En ese sentido, la Sala considera que la autoridad judicial accionada no incurrió en defecto fáctico, toda vez que no se evidencia una valoración irrazonable de las pruebas o que se hayan dejado de valorar los hechos probados en el expediente. Por el contrario, se observa un examen de los documentos allegados al proceso, cuyo estudio llevó al Tribunal a determinar que no se logró acreditar que la actora fuera beneficiaria de la Ley 100. 90.

Así las cosas, se observa que la providencia controvertida en la solicitud de tutela hizo alusión al material probatorio allegado y recaudado en el expediente, especialmente a la certificación laboral expedida por Helppower Colombia y las certificaciones laborales y de semanas cotizadas al sistema de seguridad social en pensiones por la actora, lo que evidencia que la autoridad judicial accionada valoró en su integridad y bajo las reglas de la sana crítica el material probatorio del proceso. 91.

Sobre el particular, es preciso indicar que el Tribunal señaló que no se podía establecer con certeza que, antes de la vinculación con el Instituto Colombiano de Bienestar Familiar – ICBF, la actora estuviera afiliada durante el tiempo que laboró en Hellpower de Colombia, razón por la cual no se acreditaba que la actora fuera beneficiaria del régimen de transición referido. 92.

En ese sentido, es necesario resaltar que, si bien el sistema de seguridad social otorgó a las administradoras de fondos de pensiones las herramientas jurídicas suficientes para ejercer acciones de cobro, inspección y vigilancia, señaladas en los artículos 24 y 53 de la Ley 100, estas facultades se activan, solo cuando el empleador afilia a su empleado, situación que, a juicio del Tribunal, no resultó probada con certeza en el caso sub examine, por no aparecer evidencia de estas en los documentos allegados al proceso, tales como en las certificaciones laborales y de semanas cotizadas al sistema de seguridad social en pensiones ni el sistema BIZAGI de la Administradora Colombiana de Pensiones – Colpensiones. 93.

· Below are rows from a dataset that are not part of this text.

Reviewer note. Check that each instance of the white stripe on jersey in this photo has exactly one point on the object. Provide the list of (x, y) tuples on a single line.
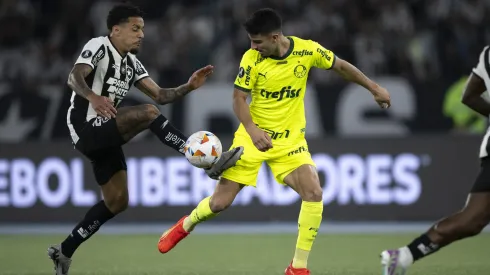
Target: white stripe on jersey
[(112, 76), (73, 133), (482, 69)]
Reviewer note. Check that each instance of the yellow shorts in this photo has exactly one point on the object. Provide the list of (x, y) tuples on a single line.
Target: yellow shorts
[(282, 159)]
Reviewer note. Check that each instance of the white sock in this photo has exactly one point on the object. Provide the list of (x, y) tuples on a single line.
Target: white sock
[(405, 258)]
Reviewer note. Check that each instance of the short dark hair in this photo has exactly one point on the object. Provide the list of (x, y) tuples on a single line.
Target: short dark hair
[(263, 21), (121, 13)]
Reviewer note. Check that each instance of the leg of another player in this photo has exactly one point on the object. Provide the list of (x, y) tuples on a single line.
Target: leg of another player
[(306, 183), (133, 120), (115, 193), (468, 222), (208, 208)]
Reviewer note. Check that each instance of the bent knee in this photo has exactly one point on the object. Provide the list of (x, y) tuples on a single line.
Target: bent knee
[(219, 203), (151, 111), (313, 194)]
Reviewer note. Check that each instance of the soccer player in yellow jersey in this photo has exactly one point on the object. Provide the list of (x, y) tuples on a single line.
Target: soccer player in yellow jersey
[(274, 73)]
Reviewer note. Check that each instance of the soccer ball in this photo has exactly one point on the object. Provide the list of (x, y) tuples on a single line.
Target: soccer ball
[(203, 149)]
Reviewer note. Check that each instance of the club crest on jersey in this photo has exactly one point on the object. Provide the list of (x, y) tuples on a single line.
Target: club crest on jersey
[(300, 71), (86, 54), (129, 73)]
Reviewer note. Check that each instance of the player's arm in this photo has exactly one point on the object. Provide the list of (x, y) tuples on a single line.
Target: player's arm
[(472, 98), (351, 73), (167, 95), (91, 54), (326, 59), (475, 86)]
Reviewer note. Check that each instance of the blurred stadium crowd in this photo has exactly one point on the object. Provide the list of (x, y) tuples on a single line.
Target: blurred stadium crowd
[(40, 39)]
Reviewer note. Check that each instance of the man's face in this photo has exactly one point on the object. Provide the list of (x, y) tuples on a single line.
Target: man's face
[(131, 34), (266, 45)]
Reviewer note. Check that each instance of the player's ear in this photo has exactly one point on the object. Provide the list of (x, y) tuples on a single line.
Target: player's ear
[(275, 37)]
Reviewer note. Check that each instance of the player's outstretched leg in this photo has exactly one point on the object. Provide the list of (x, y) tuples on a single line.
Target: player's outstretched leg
[(172, 137), (466, 223), (304, 180), (115, 201), (208, 208)]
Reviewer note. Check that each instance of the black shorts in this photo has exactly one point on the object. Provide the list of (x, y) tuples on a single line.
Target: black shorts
[(100, 141), (482, 182)]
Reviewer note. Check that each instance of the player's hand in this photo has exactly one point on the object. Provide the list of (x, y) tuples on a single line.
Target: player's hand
[(103, 106), (382, 97), (198, 78), (261, 139)]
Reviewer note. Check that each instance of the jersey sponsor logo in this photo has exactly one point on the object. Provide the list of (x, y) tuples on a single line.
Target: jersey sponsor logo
[(301, 149), (86, 54), (118, 87), (98, 121), (324, 54), (139, 68), (276, 135), (285, 92), (241, 72), (259, 60), (300, 71), (302, 53), (247, 75)]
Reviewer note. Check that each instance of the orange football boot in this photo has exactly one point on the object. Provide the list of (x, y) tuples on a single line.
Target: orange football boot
[(296, 271), (172, 237)]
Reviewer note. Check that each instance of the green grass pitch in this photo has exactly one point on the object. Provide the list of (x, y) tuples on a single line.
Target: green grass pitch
[(236, 254)]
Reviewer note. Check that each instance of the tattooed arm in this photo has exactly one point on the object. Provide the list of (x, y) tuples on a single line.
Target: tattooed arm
[(162, 95), (168, 95)]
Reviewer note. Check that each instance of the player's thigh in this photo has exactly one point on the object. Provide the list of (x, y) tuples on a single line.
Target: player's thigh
[(246, 170), (294, 167), (224, 194), (106, 163), (478, 202), (98, 134)]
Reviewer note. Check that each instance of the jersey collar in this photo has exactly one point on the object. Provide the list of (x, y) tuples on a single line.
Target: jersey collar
[(291, 47)]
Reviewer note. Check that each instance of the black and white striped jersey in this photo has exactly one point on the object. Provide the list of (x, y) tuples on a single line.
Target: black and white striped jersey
[(482, 69), (112, 76)]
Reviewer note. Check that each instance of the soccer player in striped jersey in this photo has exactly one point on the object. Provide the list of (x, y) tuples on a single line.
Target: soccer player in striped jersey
[(101, 77), (475, 215)]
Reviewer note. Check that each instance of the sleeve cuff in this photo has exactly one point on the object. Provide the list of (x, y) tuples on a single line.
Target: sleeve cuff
[(242, 89)]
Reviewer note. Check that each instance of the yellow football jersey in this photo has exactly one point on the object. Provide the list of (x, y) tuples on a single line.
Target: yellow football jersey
[(278, 86)]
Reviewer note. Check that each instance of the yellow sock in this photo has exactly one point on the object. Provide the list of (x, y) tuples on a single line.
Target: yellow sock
[(201, 213), (310, 218)]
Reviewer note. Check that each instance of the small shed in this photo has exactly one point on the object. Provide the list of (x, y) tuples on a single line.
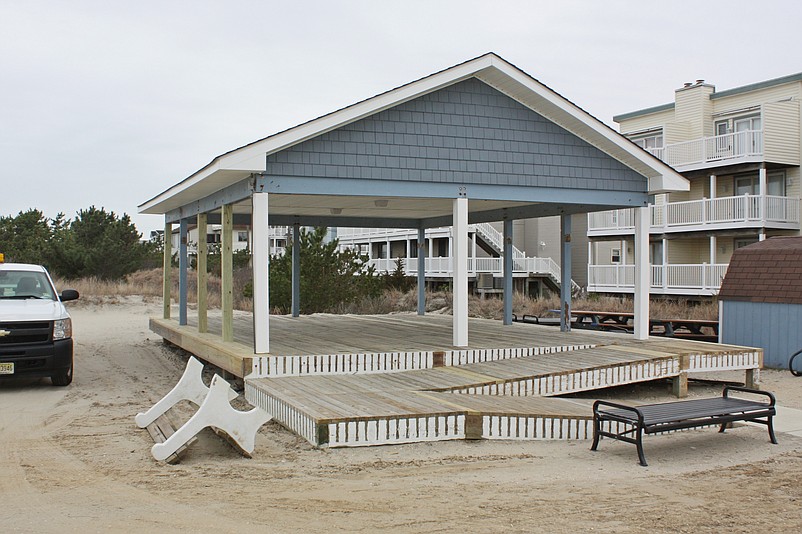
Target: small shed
[(760, 303)]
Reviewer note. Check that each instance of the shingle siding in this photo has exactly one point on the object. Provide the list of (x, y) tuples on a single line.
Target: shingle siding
[(467, 133)]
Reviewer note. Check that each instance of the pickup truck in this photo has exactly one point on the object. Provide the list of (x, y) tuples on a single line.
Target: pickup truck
[(35, 328)]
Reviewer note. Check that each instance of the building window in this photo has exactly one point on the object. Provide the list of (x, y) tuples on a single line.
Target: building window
[(735, 137), (649, 141), (750, 184)]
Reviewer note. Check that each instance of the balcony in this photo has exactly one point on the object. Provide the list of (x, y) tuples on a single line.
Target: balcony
[(693, 279), (747, 211), (726, 149)]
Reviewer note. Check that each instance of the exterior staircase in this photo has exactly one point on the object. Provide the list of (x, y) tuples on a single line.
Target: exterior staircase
[(492, 242)]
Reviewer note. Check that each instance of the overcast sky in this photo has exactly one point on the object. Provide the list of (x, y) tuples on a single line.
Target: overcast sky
[(108, 103)]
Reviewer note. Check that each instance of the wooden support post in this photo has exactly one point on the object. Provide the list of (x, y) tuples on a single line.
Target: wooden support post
[(421, 271), (261, 273), (473, 425), (679, 384), (183, 267), (508, 259), (227, 272), (460, 271), (565, 273), (203, 277), (642, 273), (752, 378), (296, 270), (167, 245)]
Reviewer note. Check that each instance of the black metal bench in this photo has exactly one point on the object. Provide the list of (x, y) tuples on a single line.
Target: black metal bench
[(667, 416)]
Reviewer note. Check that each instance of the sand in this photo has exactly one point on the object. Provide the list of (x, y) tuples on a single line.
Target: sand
[(72, 460)]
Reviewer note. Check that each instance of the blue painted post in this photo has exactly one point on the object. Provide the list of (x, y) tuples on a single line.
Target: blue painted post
[(565, 273), (182, 273), (508, 271), (421, 271), (296, 270)]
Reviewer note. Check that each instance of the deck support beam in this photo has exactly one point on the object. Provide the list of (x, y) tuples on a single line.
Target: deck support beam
[(421, 271), (182, 272), (227, 272), (261, 271), (203, 276), (460, 271), (508, 259), (167, 283), (565, 273), (642, 271), (296, 270)]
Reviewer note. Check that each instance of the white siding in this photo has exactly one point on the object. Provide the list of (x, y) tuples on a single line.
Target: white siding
[(781, 132), (646, 122)]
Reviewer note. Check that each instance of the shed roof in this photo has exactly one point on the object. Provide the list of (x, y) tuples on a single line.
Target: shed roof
[(237, 165), (768, 271)]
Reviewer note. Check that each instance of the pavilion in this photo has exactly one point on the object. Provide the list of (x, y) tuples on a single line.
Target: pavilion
[(478, 142)]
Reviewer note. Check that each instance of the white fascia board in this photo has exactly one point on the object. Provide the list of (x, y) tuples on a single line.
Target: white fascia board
[(660, 174)]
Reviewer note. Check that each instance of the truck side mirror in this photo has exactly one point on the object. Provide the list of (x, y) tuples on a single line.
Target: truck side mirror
[(68, 294)]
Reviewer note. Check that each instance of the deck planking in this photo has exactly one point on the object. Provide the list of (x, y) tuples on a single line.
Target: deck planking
[(369, 380)]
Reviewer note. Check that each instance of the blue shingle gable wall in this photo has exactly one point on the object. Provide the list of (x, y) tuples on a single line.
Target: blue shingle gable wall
[(467, 133)]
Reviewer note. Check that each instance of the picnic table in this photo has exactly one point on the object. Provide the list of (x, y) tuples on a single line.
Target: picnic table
[(599, 320), (699, 329)]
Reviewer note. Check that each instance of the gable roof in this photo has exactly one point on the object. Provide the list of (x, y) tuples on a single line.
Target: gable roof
[(767, 271), (236, 165)]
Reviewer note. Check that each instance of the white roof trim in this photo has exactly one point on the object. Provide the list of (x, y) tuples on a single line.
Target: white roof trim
[(489, 68)]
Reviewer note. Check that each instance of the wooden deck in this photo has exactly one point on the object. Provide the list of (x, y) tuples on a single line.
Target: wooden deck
[(370, 380)]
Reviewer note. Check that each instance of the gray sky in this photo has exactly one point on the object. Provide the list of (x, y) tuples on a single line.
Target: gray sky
[(110, 102)]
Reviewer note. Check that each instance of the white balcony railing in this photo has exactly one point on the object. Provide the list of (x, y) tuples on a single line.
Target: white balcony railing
[(746, 210), (692, 279), (442, 266), (710, 150)]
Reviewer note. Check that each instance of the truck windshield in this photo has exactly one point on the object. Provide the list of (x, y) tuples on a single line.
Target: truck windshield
[(25, 285)]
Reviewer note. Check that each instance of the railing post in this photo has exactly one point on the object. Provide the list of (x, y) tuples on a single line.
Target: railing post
[(704, 276)]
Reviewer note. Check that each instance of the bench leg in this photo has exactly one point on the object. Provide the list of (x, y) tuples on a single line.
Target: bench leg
[(596, 433), (639, 444), (770, 424)]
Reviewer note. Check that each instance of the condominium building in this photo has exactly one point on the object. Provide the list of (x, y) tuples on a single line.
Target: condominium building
[(740, 149)]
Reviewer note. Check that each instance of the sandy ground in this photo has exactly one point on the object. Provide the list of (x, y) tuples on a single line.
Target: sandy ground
[(72, 460)]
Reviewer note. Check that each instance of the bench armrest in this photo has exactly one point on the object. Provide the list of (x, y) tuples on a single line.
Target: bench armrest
[(632, 409), (768, 394)]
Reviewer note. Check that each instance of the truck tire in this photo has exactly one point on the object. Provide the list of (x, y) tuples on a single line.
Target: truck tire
[(62, 379)]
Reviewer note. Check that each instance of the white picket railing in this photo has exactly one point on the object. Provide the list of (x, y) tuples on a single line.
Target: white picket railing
[(703, 278), (714, 149), (700, 213)]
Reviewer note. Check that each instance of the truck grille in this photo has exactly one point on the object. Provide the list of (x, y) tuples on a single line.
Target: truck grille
[(28, 332)]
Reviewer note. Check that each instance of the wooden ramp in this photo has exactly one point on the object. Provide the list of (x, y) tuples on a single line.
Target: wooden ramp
[(370, 380)]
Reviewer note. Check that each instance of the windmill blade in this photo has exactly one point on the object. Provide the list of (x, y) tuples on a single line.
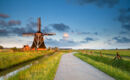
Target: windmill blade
[(28, 34), (48, 34)]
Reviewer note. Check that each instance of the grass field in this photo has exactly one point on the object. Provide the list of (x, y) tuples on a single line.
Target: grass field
[(8, 59), (44, 70), (125, 53), (119, 69)]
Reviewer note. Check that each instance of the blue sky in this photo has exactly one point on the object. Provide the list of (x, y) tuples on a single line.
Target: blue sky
[(94, 24)]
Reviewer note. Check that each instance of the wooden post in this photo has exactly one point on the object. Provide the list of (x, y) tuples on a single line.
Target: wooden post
[(117, 56)]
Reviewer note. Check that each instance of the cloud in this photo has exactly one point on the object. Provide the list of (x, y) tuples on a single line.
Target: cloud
[(3, 15), (124, 18), (10, 23), (60, 27), (60, 43), (3, 32), (88, 39), (98, 3), (86, 33), (122, 39)]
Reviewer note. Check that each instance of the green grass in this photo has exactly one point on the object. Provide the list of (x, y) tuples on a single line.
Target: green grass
[(106, 65), (8, 59), (125, 53), (44, 70)]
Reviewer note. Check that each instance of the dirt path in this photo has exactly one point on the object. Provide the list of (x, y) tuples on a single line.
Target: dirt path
[(72, 68)]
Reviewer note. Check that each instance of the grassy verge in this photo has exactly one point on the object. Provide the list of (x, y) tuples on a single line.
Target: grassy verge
[(44, 70), (111, 70), (10, 59)]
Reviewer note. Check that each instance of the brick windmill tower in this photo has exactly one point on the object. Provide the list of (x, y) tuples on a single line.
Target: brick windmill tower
[(38, 42)]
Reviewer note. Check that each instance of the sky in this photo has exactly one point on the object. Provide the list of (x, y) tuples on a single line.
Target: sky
[(78, 24)]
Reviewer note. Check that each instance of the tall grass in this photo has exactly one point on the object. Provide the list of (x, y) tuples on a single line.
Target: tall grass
[(125, 53), (8, 59), (105, 66), (44, 70)]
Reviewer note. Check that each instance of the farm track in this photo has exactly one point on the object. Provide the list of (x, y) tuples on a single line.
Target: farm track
[(72, 68)]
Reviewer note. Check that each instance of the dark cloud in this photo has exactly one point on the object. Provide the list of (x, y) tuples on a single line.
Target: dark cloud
[(124, 18), (3, 15), (60, 27), (3, 32), (10, 23), (124, 32), (87, 33), (61, 43), (99, 3), (122, 39), (46, 29), (88, 39)]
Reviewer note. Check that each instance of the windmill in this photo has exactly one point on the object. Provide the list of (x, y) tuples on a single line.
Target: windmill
[(38, 42)]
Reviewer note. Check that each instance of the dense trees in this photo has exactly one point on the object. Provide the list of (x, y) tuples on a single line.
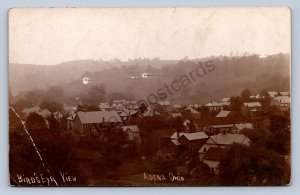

Ahora bien, el hecho de que el análisis realizado por el Tribunal fuera diferente al pretendido por la actora no suponía una indebida valoración probatoria que afectara sus garantías y derechos fundamentales. 94. La Sala debe hacer énfasis que para la configuración del defecto fáctico por irregularidades en la apreciación del material probatorio, la actuación del operador judicial deber ser ostensible, manifiesta y flagrante, en donde además dicha irregularidad debe tener una relación intrínseca con el sentido de la decisión judicial, es decir, que, de no configurarse dicho error manifiesto, la sentencia hubiera adoptado un sentido totalmente distinto, lo que a juicio de la Sala no aconteció en el presente caso. 95.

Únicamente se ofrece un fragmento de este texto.